Radius of a drop of water, $r=10 \mu \mathrm{m}$

Height of the cloud, $h=3.0 \mathrm{km}$

Radius of the cloud, $R=1.0 \mathrm{km}$

Water drops in one cubic centimeter of cumulus cloud are $50 \mathrm{to} 500$.

Density of water, $p=1000 \mathrm{kg} / {\mathrm{m}}^3$.

The density of a material (in this case water) is defined as the mass per unit volume. 

The expression for density is given as: 

$p=\frac{m}{V}$                                                                                         … (i)
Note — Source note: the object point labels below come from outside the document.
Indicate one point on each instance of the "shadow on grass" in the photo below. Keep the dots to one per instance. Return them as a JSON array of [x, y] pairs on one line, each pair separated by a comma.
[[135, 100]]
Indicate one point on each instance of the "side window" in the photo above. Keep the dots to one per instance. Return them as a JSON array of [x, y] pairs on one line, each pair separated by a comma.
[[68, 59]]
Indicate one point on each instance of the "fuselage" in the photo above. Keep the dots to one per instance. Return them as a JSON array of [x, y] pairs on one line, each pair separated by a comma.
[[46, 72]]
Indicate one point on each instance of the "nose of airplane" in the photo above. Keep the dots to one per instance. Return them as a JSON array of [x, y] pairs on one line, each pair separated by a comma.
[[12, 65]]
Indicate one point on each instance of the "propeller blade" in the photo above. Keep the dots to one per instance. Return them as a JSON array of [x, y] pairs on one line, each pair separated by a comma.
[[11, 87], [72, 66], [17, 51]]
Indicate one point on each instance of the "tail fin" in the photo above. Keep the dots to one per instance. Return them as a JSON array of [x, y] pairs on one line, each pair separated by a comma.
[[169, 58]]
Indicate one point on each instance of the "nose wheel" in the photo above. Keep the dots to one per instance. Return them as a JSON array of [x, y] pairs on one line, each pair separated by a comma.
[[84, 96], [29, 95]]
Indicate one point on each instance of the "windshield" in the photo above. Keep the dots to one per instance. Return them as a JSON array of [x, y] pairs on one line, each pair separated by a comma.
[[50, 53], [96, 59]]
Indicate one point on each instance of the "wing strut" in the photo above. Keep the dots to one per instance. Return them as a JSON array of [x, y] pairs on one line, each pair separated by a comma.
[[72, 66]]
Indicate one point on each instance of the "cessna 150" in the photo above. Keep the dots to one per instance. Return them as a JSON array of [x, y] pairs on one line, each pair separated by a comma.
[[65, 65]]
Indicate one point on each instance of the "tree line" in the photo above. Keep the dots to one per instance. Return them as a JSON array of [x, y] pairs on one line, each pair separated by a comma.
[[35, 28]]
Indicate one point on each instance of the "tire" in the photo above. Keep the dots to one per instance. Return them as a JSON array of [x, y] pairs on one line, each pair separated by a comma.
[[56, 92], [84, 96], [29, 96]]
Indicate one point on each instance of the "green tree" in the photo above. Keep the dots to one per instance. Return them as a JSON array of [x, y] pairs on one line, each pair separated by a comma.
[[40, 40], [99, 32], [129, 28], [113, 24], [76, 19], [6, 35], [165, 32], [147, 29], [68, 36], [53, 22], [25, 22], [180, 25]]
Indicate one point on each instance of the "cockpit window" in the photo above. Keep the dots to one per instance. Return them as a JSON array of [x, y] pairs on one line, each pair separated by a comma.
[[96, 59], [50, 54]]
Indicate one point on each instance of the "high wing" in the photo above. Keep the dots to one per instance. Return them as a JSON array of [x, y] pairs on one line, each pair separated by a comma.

Here, $p$ is the density, $m$ is the mass and $V$ is the volume.

The volume of the cloud is calculated as: 

$V = {\mathrm{\pi R}}^{2}h$

       $$\begin{gathered} = 3.14\times {\left(1.0 \mathrm{km}\times \frac{1000 \mathrm{m}}{1 \mathrm{km}}\right)}^2\times \left(3.0 \mathrm{km} \times \frac{1000 \mathrm{m}}{1 \mathrm{km}}\right) \\ =9.42\times {10}^9\times {\mathrm{m}}^3 \end{gathered}$$

Since $1 {\mathrm{cm}}^{3 }= {10}^{‐6 }{\mathrm{m}}^3$ and the number of water droplets in one cubic cm are 50 to 500 therefore, the number of water droplets in one cubit meter are $50\times {10}^6$ to $500\times {10}^6$.

So, the number of total water droplets in entire cloud are,

$\left(9.42\times {10}^{9 }{\mathrm{m}}^3\right) \times \left(50\times {10}^6\right) =4.71\times {10}^{17}$ to  $\left(9.42\times {10}^{9 }{\mathrm{m}}^3\right) \times \left(500\times {10}^6\right) =4.71\times {10}^{18}$

The volume of each drop is calculated as: 

$$\begin{gathered} V_{\mathrm{drop}}=\frac{4}{3}{\mathrm{\pi r}}^3 \\ =\frac{4}{\mathrm{\beta m}}\times \mathrm{\beta m}14\times \left(10 \times \frac{{10}^{‐6 }\mathrm{m}}{1}\right) \\ =4.20\times {10}^{‐15} {\mathrm{m}}^3 \end{gathered}$$ 

Now, multiply the volume of the each drop with the number of drops to find the total volume of the water in the cloud.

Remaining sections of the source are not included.